Ritratto di Redazione
Autore Redazione :: 3 Maggio 2020

La prospettiva del regista thailandese Apichatpong Weerasethakul è davvero ottimista anche in tempi di coronavirus. Gli spettatori saranno più attenti a quel che vedono e cominceranno ad amare il cinema riflessivo e "lento" di certi autori

Apichatpong Weerasethakul

La pandemia di coronavirus non da tutti è vista in una prospettiva completamente negativa. Così è per il celebre regista thailandese Apichatpong Weerasethakul che ha uno sguardo sorprendentemente ottimista sullo stato del cinema post-coronavirus. Il regista di "Cimitero di splendore", "Zio Boonmee che può ricordare le sue vite passate" e "Sindromi e un secolo" è uno dei principali talenti nell'ondata di ciò che è soprannominato "cinema lento" - film che si dilettano a sollecitare la prospettiva della lentezza delle cose, dove lo sviluppo del personaggio avviene attraverso il movimento e l'azione praticamente in tempo reale... 

Innanzitutto, il cinema di Weerasethakul è un soffermarsi sugli aspetti più banali della vita quelli spesso dimenticati o lasciati in sottordine come contorno nei vari blockbuster hollywoodiani e non. Questo stile è abbracciato da tanti nomi tra i quali citiamo i primi che ci vengono in mente, alcuni registi come Bela Tarr, Lav Diaz e Kelly Reichardt. 

Weerasethakul ha recentemente scritto un saggio per FilmKrant (tramite The Playlist) in cui immagina come cambieranno le abitudini cinematografiche e suggerisce che il cinema lento sarà in aumento: “Ciò genererà un gruppo di persone che hanno sviluppato la capacità di rimanere nel momento presente più a lungo degli altri. Possono fissare certe cose per molto tempo. Prosperano in totale consapevolezza. Dopo aver sconfitto il virus, quando l'industria cinematografica si è svegliata dal suo stupore, questo nuovo gruppo, come spettatori, non vorrà di certo intraprendere lo stesso vecchio viaggio cinematografico. Hanno imparato l'arte di guardare; ai vicini, ai tetti, agli schermi dei computer. Si sono allenati attraverso innumerevoli videochiamate con gli amici, attraverso cene di gruppo catturate in un angolo di ripresa continuo. Hanno bisogno di un cinema più vicino alla vita reale, in tempo reale. Vogliono il cinema del qui ed ora che non possiede riempitivi né destinazioni. 
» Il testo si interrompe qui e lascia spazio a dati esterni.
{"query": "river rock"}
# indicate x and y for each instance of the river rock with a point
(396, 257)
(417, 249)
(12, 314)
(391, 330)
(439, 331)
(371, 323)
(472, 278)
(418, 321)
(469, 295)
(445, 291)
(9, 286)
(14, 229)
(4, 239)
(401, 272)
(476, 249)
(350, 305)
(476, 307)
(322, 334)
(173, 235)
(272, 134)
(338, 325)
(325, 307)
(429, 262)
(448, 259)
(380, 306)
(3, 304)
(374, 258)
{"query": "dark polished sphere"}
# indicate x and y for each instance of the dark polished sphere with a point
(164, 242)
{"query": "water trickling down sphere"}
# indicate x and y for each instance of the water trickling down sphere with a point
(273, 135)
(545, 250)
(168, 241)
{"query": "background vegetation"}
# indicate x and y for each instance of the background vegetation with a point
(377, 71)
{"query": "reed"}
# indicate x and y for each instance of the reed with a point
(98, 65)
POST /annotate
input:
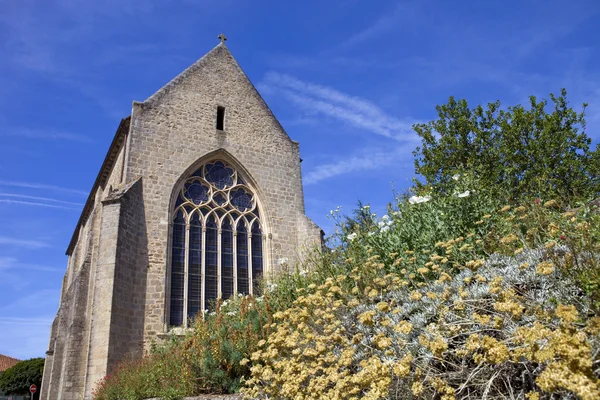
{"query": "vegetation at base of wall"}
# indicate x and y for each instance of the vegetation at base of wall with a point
(18, 378)
(159, 374)
(464, 289)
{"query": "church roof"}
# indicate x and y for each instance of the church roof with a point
(6, 362)
(220, 50)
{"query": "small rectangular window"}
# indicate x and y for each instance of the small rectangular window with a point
(220, 117)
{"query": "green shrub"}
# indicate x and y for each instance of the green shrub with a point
(164, 374)
(223, 339)
(18, 378)
(523, 152)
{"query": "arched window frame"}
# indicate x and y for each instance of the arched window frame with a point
(250, 218)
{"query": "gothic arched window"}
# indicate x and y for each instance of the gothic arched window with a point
(217, 241)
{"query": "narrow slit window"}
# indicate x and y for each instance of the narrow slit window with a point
(220, 117)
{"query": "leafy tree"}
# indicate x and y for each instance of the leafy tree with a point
(17, 379)
(521, 152)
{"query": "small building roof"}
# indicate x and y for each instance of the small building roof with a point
(6, 362)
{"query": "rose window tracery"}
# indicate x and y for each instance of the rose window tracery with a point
(217, 241)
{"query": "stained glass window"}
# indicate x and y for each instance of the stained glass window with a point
(216, 243)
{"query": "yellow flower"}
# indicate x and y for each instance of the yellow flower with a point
(416, 296)
(403, 327)
(545, 268)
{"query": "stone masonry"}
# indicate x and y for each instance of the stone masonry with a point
(115, 291)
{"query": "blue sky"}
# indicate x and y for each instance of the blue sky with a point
(345, 78)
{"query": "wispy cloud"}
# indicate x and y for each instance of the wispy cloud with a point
(367, 161)
(353, 110)
(27, 133)
(11, 263)
(25, 321)
(21, 199)
(36, 204)
(33, 185)
(31, 244)
(22, 196)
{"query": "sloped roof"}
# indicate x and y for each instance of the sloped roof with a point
(6, 362)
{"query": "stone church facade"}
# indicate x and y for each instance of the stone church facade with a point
(200, 195)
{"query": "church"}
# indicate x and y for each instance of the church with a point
(199, 197)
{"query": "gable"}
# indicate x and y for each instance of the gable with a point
(215, 79)
(7, 362)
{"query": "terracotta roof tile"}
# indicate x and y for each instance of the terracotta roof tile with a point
(6, 362)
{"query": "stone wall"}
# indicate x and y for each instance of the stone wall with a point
(115, 291)
(174, 131)
(130, 286)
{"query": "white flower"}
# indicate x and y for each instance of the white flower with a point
(419, 199)
(282, 261)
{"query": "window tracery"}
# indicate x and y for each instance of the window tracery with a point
(217, 241)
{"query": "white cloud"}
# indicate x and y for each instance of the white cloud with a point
(364, 162)
(36, 204)
(353, 110)
(42, 186)
(11, 263)
(22, 196)
(31, 244)
(48, 135)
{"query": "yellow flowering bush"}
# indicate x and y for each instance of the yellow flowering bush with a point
(500, 330)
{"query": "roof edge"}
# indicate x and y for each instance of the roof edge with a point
(182, 75)
(101, 178)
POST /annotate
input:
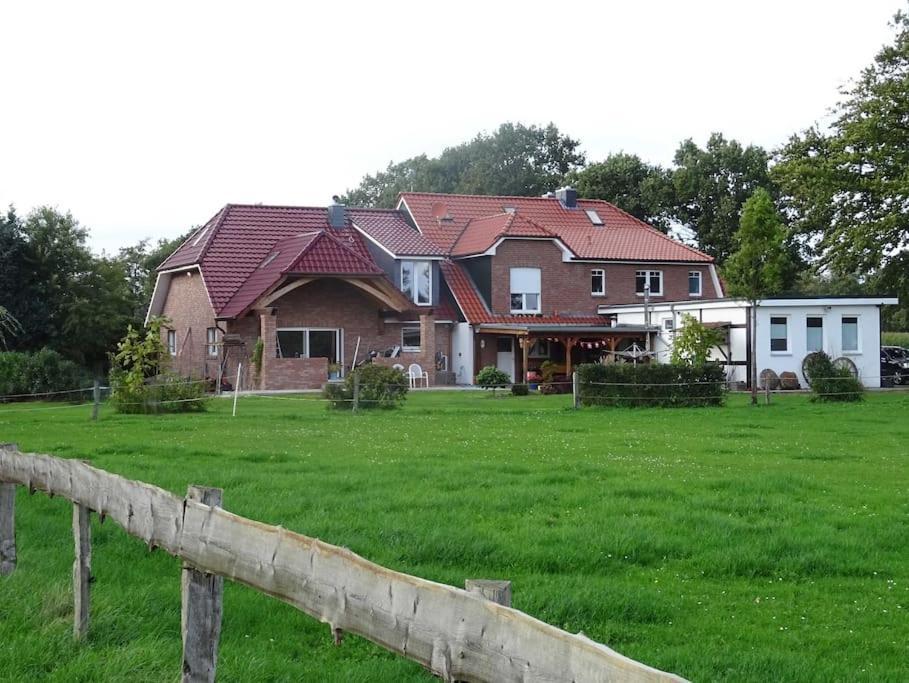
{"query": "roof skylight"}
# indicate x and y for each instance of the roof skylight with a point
(593, 216)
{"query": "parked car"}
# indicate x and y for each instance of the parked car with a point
(892, 373)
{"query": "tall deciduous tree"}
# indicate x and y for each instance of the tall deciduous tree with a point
(847, 189)
(711, 186)
(643, 190)
(758, 267)
(514, 160)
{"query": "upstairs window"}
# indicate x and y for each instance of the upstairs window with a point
(525, 290)
(779, 334)
(652, 277)
(849, 331)
(598, 282)
(814, 334)
(694, 283)
(416, 281)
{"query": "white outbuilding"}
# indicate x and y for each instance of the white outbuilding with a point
(784, 331)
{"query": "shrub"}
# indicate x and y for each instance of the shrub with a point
(652, 384)
(40, 372)
(830, 383)
(491, 377)
(380, 387)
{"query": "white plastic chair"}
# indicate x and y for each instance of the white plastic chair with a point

"Sappiamo che passerà un po' di tempo prima che si riprendano il controllo dell'industria cinematografica", e Weerasethakul vede uno scenario in cui il pubblico potrà aprire i propri orizzonti ai nuovi registi e persino divertirsi in modo giocoso con l'idea: “Quindi verranno presentati ai film di Bela Tarr, Tsai Ming-Liang, Lucrecia Martel, forse Apichatpong e Pedro Costa, tra gli altri. 
Per un certo periodo di tempo, questi oscuri cineasti - e qui diventa ironico - sarebbero diventati milionari da un aumento delle vendite di biglietti. Acquisterebbero nuovi occhiali da sole e guardaspalle. Comprerebbero case, macchine e fabbriche di sigarette e smetterebbero di fare film. Ma presto il pubblico accuserebbe questo  cinema "lento" di essere troppo veloce. Appariranno segni di protesta, che chiederanno a gran voce: "Zero trame, nessun movimento della telecamera, nessun taglio, nessuna musica, niente". Qui sembra un programma del vecchio Dogma danese caro a Lars Von Trier...

"Una cosa che è chiara è che il cinema cambierà quando la pandemia sarà completamente finita. Come sarà è la domanda da un milione di dollari a cui nessuno sembra essere in grado di rispondere al momento.